From: extropy-chat [mailto:extropy-chat-bounces at lists.extropy.org] On Behalf Of Jason Resch
Sent: Tuesday, January 17, 2017 11:01 AM
To: ExI chat list <extropy-chat at lists.extropy.org>
Subject: Re: [ExI] Universal basic income

 

>…This article analyzes some numbers: http://www.wsj.com/articles/a-guaranteed-income-for-every-american-1464969586

 

>…So long as the GDP stays the same or increases though the automation that triggers unemployment, there will be the money to support it.
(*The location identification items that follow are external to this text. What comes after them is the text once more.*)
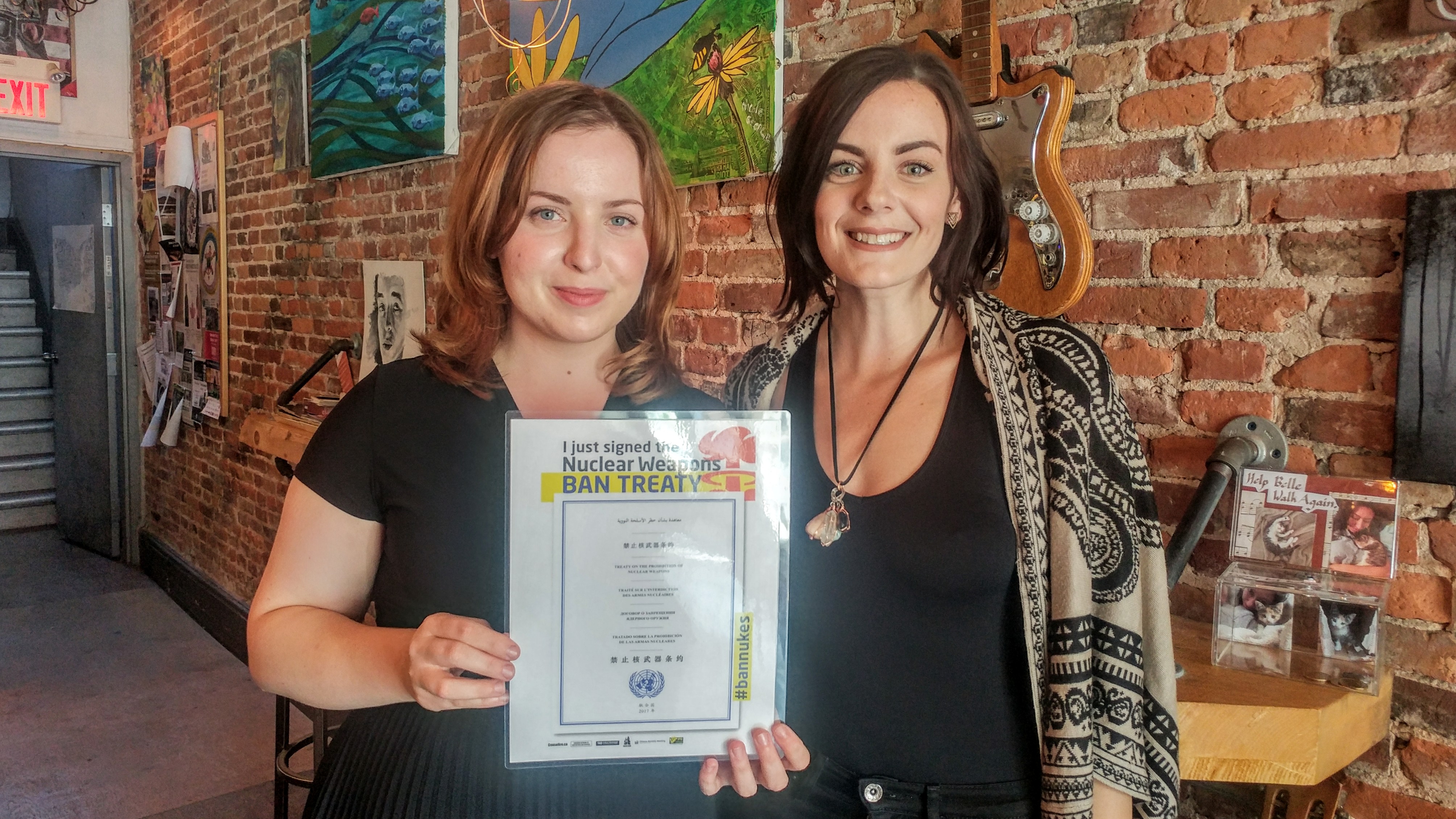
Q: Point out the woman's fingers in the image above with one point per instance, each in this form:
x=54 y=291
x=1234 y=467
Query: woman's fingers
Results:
x=743 y=779
x=771 y=767
x=796 y=756
x=452 y=691
x=455 y=654
x=480 y=635
x=708 y=779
Without a universal income, this is the future economy we have to look forward to: https://twitter.com/nickwiger/status/675850176204947456?lang=en  Jason

 

 

 

I have been pondering John’s commentary and wondering why our views on society diverge so far, such that our individual roads ahead appear to be in nearly opposite directions.  It occurred to me that I might be projecting, based on my own experience in life, constantly comparing my son’s life to my own.  His community, his school, his everything in life is soooooo muuuuuch better in every way that counts, a much safer, kinder, gentler community than the one I experience when I was the age he is now (10 years) it causes me to extrapolate forward and perhaps project that his son will have it even better in the ways that count.

 

For instance...  he is in his sixth year at this local elementary school and has never SEEN, hasn’t ever even seen a real fist fight.  How many of those did you see at elementary school?  Hell those happened every week when I was that age, and regardless of how peaceful one was, only the lucky managed to never be directly involved in one.  Six hundred students, six years, never even a real fight, never an old fashioned kick that other feller’s goddam ass, only a few half-hearted tussles with no serious intent to harm.  His world is free of gangs, graffiti, vandalism, drugs.  We had all that when we were his age where I grew up (not far from that town where Travon Martin and George Zimmerman had their fundamental disagreement.)

 

Although we see different outcomes, we agree on some things: eventually we will build K2s which can build nearly anything.  Then we will be looking for some kind of employment, but a logical thing to me is for really rich guys to build marvelous castles.  If so, the poor communities are a perfectly logical place to put those: you have plenty of eager and grateful employees available to build the monstrosities and staff them after the fact.  

 

Those employees gain skills which they can take elsewhere, offering them a ticket out of poverty.  It increases the value of the local real estate if a super-rich guy builds a castle there.  It relieves overcrowding.  The block of people who sold the rich guy their homes are all now rich themselves (depending on who you compare them to.)  Conclusion: as robots make stuff for us, home building will still be done by human labor, for those are not mass produced and will be damn hard to automate.  So… big fine ostentatious homes seem like a perfectly reasonable thing for humans to do.